PARIS (Reuters) - French sugar producer, Cristal Union, said on Thursday it tipped into the red last year and plans to shut two factories in France as it expects global oversupply to continue pressuring prices.
The closures, which will take place next year, are the latest sign of restructuring in Europe’s sugar industry following the end of EU production and export quotas in 2017, which prompted many producers to boost output just as prices collapsed amid high world stocks.
“We have understood that there was too much sugar cane and sugar beet on earth to produce the sugar that the world needs,” Alain Commissaire, chief executive of France’s second-largest sugar producer, told Reuters in an interview.

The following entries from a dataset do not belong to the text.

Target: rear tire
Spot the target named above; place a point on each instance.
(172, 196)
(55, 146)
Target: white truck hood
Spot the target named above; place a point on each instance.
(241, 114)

The closures were also linked to the group’s poor financial results in the past year due to a drop in the sugar beet crop and historically low sugar prices, Commissaire said.
Cristal Union recorded a loss of 99 million euros ($111 million) in its 2018/19 year to Jan. 31, compared to a net profit of 135 million euros in the previous year, he said.
He expected sugar production to keep rising in Brazil, India, and Thailand and neighboring countries.
Cristal Union plans to shut its sugar factory located in Bourdon in Central France, which produces 40,000 tonnes of sugar a year, and halt output in Toury, southwest of Paris, which makes 65,000 tonnes of sugar a year.
The cooperative will also reduce activity at the Erstein packaging factory in Alsace.
The closures would take effect next year after the harvesting and processing of the 2019 sugar beet crop, Commissaire said.
Unions were informed about the restructuring plan on Wednesday and it was approved by the group’s board on Thursday.
Commissaire did not expect sugar prices to rebound significantly from the historic lows near which they are hovering currently.
“This means we have no solution than to think of a new industrial model that will allow us to live with these prices,” he said.
Two months ago, Suedzucker, Europe’s largest sugar refiner, said it would halt sugar production at two factories of its French branch Saint Louis Sucre, as part of a wider restructuring plan which also includes closures in Germany and Poland.
France’s largest sugar maker Tereos has said it has no plans to close factories in France.
Commissaire had told Reuters in February that the “golden age” for EU sugar producers was over and that he expected significant changes in the EU sugar sector.